Walk 4. Lost in Ecclesall Woods

Ecclesall Woods lies between Abbeydale Road South and Ecclesall Road South, in Sheffield’s western suburbs. Here we find the most wonderful ‘ancient woodland’ which is descended from a medieval deer park and holds riches of both wildlife and of woodland and other heritage. The site covers around 100 hectares of rich bluebell wood and now has a lovely woodland craft centre and a base for community activities. Nearby there is also the Abbeydale Industrial Hamlet, one of the world’s first ‘industrial museums’, and further opportunities for a tea and cakes stop! 
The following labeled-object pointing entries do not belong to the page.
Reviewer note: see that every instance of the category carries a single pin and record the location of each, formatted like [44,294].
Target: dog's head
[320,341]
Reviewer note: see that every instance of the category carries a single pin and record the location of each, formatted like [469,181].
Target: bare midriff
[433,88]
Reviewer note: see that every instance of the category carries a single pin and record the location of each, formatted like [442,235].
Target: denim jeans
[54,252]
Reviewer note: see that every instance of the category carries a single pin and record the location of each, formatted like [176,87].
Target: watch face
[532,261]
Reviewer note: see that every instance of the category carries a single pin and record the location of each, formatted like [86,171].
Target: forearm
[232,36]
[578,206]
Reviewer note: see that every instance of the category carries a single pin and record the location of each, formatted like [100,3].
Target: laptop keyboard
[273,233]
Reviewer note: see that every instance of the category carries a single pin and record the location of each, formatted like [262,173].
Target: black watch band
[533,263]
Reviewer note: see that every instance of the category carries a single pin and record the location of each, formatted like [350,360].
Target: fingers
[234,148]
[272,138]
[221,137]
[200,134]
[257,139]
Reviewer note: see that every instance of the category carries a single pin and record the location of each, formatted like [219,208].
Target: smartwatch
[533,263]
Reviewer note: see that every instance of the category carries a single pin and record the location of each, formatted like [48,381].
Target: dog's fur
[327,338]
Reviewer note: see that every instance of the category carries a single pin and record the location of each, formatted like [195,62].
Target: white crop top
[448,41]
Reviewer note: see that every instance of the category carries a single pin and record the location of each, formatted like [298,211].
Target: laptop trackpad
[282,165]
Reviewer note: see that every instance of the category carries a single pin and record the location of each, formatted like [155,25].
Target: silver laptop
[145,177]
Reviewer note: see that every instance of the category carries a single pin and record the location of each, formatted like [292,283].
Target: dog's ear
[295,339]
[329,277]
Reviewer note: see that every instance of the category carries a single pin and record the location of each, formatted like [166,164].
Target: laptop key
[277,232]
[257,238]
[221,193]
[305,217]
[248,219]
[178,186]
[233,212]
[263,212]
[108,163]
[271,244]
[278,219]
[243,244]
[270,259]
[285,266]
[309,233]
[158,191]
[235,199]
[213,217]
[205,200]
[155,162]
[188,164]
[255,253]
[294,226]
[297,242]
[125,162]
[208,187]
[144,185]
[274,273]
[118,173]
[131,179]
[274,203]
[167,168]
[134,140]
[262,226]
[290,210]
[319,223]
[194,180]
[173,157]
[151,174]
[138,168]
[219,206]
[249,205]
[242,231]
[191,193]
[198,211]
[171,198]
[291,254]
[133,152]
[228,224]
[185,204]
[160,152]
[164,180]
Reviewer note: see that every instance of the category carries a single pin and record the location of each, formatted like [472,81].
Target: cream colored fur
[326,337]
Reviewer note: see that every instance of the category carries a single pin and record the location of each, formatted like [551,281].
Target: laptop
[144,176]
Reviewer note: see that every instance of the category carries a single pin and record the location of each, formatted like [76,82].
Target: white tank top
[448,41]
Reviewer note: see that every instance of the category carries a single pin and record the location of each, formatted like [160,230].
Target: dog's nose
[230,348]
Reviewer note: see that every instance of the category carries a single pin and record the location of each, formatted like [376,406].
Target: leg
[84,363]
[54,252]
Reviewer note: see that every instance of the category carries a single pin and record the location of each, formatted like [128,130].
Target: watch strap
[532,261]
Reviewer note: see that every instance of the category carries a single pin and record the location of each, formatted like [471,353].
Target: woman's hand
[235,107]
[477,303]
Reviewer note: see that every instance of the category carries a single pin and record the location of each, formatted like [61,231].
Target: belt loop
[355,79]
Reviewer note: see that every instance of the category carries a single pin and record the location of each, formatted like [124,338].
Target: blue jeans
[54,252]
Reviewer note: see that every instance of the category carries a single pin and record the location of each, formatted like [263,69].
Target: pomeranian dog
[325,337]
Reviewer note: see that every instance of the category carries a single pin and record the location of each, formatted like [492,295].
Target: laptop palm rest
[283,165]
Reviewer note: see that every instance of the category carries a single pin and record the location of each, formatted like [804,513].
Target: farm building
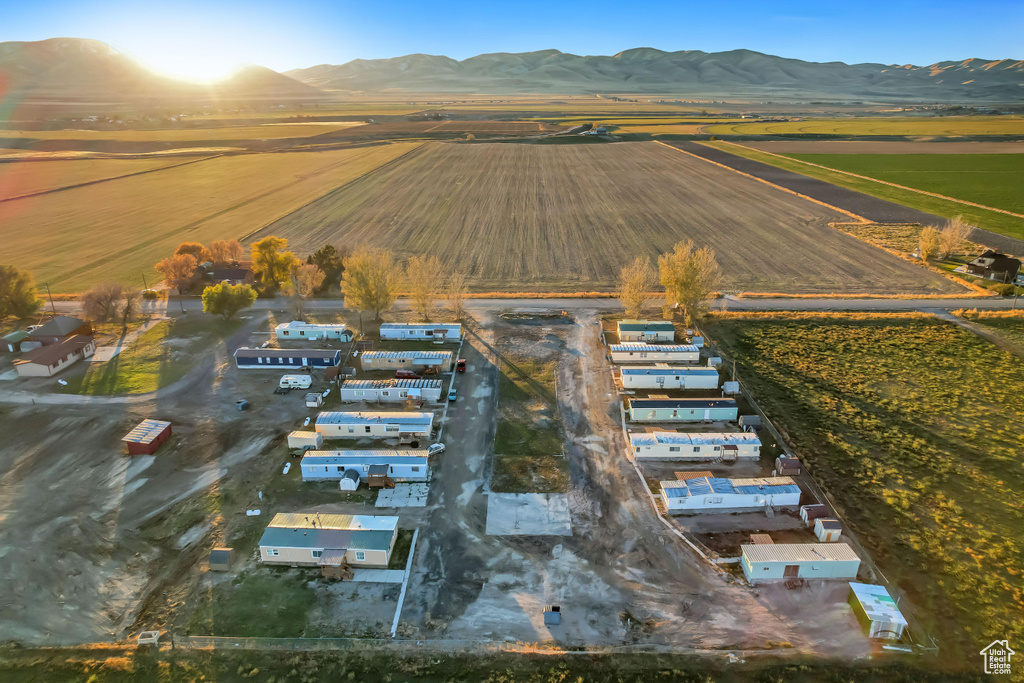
[390,391]
[415,360]
[58,329]
[146,437]
[280,358]
[781,561]
[645,331]
[662,376]
[332,465]
[681,410]
[877,611]
[719,495]
[386,425]
[305,440]
[695,445]
[300,330]
[639,352]
[441,331]
[329,541]
[48,360]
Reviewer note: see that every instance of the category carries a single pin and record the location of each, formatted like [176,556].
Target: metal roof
[878,604]
[800,552]
[145,431]
[693,438]
[375,418]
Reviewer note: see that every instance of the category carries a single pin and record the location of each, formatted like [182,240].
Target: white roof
[693,438]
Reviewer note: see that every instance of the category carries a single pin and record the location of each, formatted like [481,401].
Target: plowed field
[566,217]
The woods, and it is plural because this was a series of enclosed and named early industrial woodlands, are big enough to get lost in, even if you know them well. But take time to enjoy a gentle stroll and look out for typical woodland birds such as great spotted and lesser spotted woodpeckers, nuthatches, the mouse-like treecreeper, and much more. In winter there is a massive roost of rooks, jackdaws and crows which can number many thousands of birds and in the evenings there is a gathering of grey herons too.
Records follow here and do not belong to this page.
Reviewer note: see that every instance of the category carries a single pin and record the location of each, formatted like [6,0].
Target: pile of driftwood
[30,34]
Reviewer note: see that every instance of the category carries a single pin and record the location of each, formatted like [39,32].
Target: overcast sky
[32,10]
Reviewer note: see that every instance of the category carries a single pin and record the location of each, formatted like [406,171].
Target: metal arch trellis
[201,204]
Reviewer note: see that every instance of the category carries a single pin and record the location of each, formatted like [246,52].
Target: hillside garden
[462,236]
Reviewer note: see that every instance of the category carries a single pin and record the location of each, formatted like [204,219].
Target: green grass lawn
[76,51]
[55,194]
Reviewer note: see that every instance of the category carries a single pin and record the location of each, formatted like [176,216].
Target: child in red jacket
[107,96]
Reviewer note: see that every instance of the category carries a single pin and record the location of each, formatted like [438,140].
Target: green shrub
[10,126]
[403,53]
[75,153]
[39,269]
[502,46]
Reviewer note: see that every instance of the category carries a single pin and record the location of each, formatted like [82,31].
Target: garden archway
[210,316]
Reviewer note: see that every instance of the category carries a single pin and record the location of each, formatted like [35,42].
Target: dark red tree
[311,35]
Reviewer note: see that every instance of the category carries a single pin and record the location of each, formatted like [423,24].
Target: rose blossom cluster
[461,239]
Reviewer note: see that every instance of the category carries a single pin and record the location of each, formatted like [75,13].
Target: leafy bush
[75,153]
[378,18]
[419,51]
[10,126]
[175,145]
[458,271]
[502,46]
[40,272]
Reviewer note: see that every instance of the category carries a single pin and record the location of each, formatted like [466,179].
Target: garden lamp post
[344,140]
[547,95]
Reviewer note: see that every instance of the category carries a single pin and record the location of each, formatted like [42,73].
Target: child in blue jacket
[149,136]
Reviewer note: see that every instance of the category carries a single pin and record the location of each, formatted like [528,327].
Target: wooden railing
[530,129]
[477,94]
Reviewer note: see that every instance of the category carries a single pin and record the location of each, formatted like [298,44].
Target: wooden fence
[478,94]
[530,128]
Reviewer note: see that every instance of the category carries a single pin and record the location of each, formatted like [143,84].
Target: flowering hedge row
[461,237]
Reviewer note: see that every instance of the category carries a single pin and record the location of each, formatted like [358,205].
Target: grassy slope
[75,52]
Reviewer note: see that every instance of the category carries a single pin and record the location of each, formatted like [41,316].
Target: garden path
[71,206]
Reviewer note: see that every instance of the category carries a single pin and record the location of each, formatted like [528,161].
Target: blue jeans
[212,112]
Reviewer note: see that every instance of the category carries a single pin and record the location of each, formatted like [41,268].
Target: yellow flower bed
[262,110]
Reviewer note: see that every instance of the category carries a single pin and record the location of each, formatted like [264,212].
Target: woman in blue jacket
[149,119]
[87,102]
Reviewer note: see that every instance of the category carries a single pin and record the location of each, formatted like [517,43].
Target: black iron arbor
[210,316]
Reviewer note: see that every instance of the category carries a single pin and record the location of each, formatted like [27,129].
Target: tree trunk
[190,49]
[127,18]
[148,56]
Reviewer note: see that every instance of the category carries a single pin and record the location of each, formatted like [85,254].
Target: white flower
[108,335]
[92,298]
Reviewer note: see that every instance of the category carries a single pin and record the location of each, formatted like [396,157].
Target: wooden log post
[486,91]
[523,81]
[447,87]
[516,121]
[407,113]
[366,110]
Ecclesall Woods is full of history and heritage with hundreds of charcoal-making hearths and mysterious Q-pits linked to Sheffield’s long history of metal smelting and working. However, the most special experience of Ecclesall Woods is on an early morning in May with the bluebells in their full splendour and their heady fragrance hanging in the air. With birdsong at its dawn-chorus peak, this is a very special place.
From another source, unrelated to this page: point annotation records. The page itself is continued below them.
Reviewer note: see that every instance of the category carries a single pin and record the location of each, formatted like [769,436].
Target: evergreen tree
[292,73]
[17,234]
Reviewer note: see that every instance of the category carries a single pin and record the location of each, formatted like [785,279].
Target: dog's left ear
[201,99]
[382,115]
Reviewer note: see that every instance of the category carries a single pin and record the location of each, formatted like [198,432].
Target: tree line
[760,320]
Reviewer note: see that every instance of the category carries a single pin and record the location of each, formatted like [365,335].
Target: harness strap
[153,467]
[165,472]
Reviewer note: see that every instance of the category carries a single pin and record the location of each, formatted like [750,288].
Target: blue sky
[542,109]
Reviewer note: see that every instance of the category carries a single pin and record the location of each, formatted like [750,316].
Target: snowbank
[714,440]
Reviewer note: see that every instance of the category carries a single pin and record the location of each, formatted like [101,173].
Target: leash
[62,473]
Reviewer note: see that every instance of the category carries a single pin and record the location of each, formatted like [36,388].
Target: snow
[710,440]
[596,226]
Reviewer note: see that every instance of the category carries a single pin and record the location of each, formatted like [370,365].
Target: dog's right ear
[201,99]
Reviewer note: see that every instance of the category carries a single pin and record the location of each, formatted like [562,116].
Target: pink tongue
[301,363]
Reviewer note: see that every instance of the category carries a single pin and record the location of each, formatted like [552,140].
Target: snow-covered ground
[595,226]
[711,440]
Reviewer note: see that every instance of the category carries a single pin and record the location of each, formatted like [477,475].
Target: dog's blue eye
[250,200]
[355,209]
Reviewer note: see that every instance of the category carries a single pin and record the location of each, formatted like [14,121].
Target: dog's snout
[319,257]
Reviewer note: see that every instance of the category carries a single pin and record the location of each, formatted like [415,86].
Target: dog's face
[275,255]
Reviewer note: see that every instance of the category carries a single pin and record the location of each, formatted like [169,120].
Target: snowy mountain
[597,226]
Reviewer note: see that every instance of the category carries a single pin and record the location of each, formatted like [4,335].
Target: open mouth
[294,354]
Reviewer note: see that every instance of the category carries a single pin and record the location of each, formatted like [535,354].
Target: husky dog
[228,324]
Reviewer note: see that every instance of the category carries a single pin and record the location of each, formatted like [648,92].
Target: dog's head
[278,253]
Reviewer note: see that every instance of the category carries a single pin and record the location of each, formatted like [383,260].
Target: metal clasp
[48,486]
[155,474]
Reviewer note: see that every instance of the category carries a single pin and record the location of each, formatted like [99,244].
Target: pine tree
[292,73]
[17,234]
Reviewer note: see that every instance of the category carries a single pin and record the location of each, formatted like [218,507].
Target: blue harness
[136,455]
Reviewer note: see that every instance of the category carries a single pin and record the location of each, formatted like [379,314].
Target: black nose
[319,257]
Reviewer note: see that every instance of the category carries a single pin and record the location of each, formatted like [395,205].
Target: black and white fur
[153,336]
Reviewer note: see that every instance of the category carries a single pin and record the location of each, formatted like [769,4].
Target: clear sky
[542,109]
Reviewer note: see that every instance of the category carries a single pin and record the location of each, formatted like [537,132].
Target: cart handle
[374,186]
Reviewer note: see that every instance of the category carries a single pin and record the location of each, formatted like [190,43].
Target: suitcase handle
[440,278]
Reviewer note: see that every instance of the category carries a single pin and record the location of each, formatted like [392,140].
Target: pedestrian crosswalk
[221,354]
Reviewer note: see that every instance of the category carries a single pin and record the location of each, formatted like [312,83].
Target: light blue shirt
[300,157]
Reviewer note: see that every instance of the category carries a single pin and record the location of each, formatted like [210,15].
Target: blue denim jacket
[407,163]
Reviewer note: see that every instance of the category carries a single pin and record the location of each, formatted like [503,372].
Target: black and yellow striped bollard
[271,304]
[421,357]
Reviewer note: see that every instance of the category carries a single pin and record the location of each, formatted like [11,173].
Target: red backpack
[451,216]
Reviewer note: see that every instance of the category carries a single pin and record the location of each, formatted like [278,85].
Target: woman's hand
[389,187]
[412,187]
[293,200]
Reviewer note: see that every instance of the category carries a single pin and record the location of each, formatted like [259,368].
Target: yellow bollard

Walk 5. Wonderful White Edge

The final trip out is to the wide, open spaces of the Peak District on Sheffield’s western fringe. Heading west out of town via Totley or Holmesfield bring you to the 5-ways, Owler Bar roundabout with two routes leading to the Peak; one is the Baslow Road, but you want the other one to Froggatt and Fox House. After about a mile on the ‘top road’ before the route takes a sharp right–hand turn to Fox House, and also forks left to Froggatt, there is ample if rough roadside parking. From here you can access the expansive Big Moor via a style in the wall on the south side of the road, and taking a short uphill walk you pass over numerous big ruts of a medieval braided holloway. As you reach the top of this gentle hill you gain a view over the vast expanse of the Eastern Moors which lies for several miles to the south and above Chatsworth Park lying in the valley below. The gritstone edge here is ‘White edge’, so-called after a former publican of the Grouse Inn. You can follow a well-trodden path along the edge and cutting down at various points to loop back to your starting point, with walks of anything from an hour or so to a good three hours. About a mile into the walk you can drop down a steep and rather eroded path and along to the Grouse Inn, famous for good food, drink and excellent hospitality. There is then an easy walk back via White Lodge on the eastern side of the road to get you back to your starting point. Expect to see red deer, red grouse, curlews, ravens, peregrines, and in summer, possibly adders and common lizards.